Omega-3s are produced in plants’ leaves while related acids, omega-6s, are produced in their seeds. Humans' joints and organs don't know a seed from a leaf, of course. But they understand that omega-3s are anti-inflammatories while omega-6s are just the opposite. And apparently our 21st century bodies are plenty inflamed. The ratio of omega-6: omega-3 in ancient hunter-gathers’ diets approximated 1:1. Western man, it is claimed, highly overweights omega-6s in his diet, sometimes by as much as 20:1. To lower this ratio back toward 1:1, either omega-6 consumption must be reduced, or omega-3 consumption increased.

That’s why those Danish scientists’ findings are so important. Cold-water fish contain higher levels of omega-3s than land animals. Eating such fish is part of the answer. But meat, eggs and milk from pastured animals (grass eaters) contains higher levels of omega-3s than the same products taken from animals that are fed grain (seed eaters). Although it's contrary to contemporary “common knowledge,” grass-fed beef may be better for humans than grain-fed farmed salmon. It’s not so much what you eat, then, but what you eat eats. That bumper sticker actually has it partially right.

The “what you eat eats” part is slick and catchy. I like it. But, among the several questions I’d like to ask Pollan and the others over a few beers, here’s a starter. If acid rain is drenching our grasses here in upstate NY, and “you are what you eat eats,” then what am I to think of eating local grass-fed beef? I hope there’s no problem at all, but I lack the scientific background to reach an intelligent conclusion myself. I’ll have to keep my eyes open.

In the end, Dilemma and Best Life offer essentially the same conclusion as The Economist. Eat more seafood, especially shellfish and smaller fatty fish such as herring, mackerel, anchovies, and sardines. God bless my Dad: he was right all along.

For fans of hunting-gathering good food from wild places close to home, Cold Duck recommends The Wild Harvest Table. It’s written by some cagey friends in central NY who can talk the talk because they walk the walk. I'm pleased to include Table as a permanent resident in our links.

April 25, 2009

Articles that catch my eye seem to sneak in "Michael Pollan" or "high-fructose corn syrup" or "locavore" a lot these days. What's up with that?
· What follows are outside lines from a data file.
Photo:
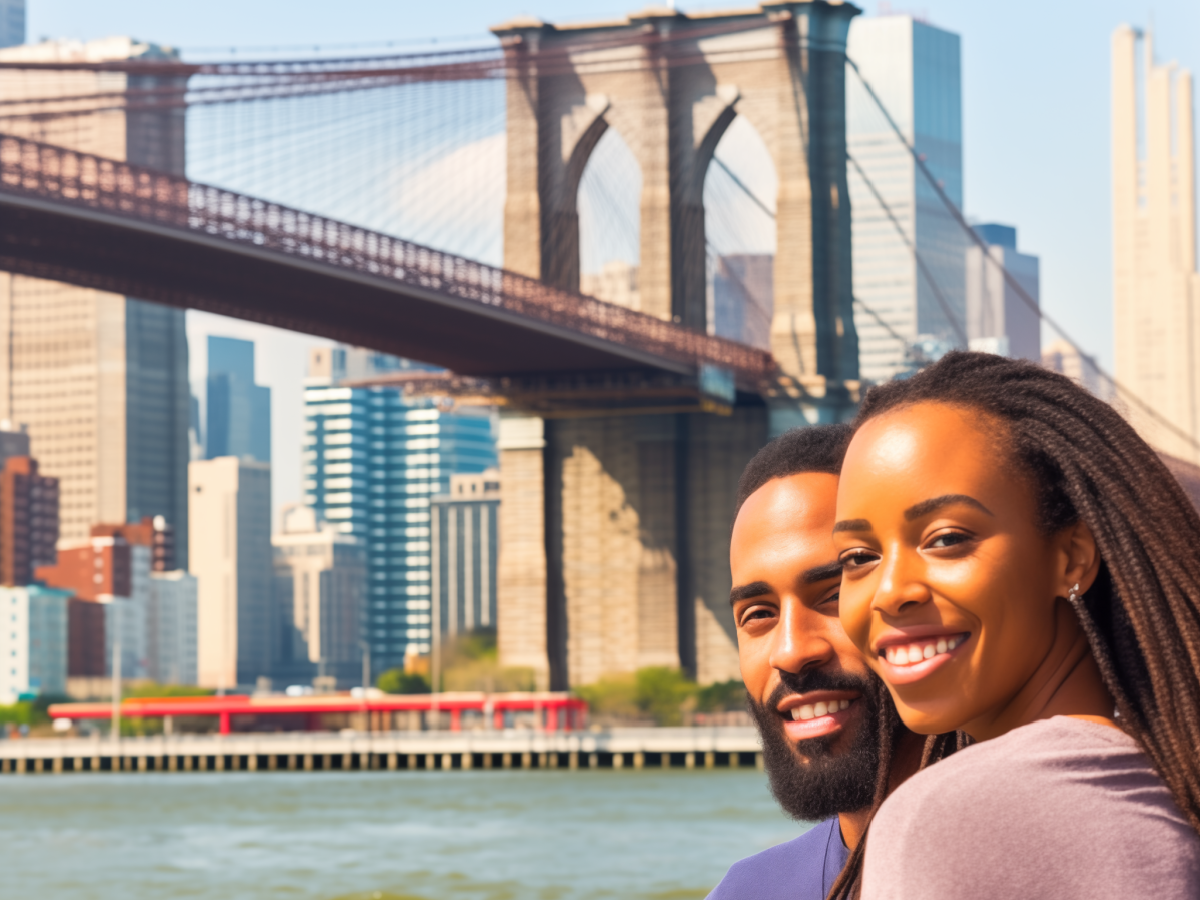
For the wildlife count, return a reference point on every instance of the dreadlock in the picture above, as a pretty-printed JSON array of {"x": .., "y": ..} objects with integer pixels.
[
  {"x": 1141, "y": 617},
  {"x": 937, "y": 747}
]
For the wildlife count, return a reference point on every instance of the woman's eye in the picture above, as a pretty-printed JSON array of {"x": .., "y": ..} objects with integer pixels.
[
  {"x": 949, "y": 539},
  {"x": 857, "y": 558}
]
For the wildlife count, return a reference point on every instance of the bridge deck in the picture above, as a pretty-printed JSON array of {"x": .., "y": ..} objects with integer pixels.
[{"x": 85, "y": 220}]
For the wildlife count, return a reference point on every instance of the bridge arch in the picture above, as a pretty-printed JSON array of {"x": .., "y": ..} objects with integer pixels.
[
  {"x": 741, "y": 192},
  {"x": 610, "y": 226},
  {"x": 672, "y": 84}
]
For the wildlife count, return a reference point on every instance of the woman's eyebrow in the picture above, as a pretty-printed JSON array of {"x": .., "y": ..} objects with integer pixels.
[
  {"x": 852, "y": 525},
  {"x": 931, "y": 505}
]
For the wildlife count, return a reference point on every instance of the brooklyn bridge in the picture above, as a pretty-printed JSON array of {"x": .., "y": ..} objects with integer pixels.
[{"x": 624, "y": 426}]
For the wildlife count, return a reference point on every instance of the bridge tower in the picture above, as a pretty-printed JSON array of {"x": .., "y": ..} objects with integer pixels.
[{"x": 615, "y": 528}]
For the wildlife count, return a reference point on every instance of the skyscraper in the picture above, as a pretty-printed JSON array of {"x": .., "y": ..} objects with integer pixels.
[
  {"x": 1155, "y": 282},
  {"x": 12, "y": 23},
  {"x": 465, "y": 544},
  {"x": 372, "y": 462},
  {"x": 29, "y": 520},
  {"x": 100, "y": 379},
  {"x": 999, "y": 319},
  {"x": 231, "y": 527},
  {"x": 33, "y": 642},
  {"x": 239, "y": 412},
  {"x": 915, "y": 69},
  {"x": 319, "y": 589}
]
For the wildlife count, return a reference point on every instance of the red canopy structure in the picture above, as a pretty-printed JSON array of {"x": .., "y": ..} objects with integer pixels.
[{"x": 546, "y": 707}]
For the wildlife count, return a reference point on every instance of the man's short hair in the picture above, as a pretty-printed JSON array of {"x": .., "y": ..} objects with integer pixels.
[{"x": 814, "y": 448}]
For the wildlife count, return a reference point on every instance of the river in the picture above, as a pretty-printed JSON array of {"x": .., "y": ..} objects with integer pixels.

This piece in the April/ May "Garden & Gun" addresses the lure of Coca Cola sweetened the old fashioned way with cane sugar.

Since my subscription kicked in last year, I find myself checking the mailbox about two weeks early for "Garden & Gun." I'm going to pop it into our permanent links section.

August 2, 2009

This dairy farm can supply much of Chicago's demand for fresh milk. I wonder whether Pollan would consider the farm Heaven or Hell. Watch and form your own opinion.

1 comment:

BlacknTan said...

Great post, Michael!

I knew my dear Mom should have been imbibing some of that Cod Liver Oil that she relished spooning into my mouth every morning, right along with me.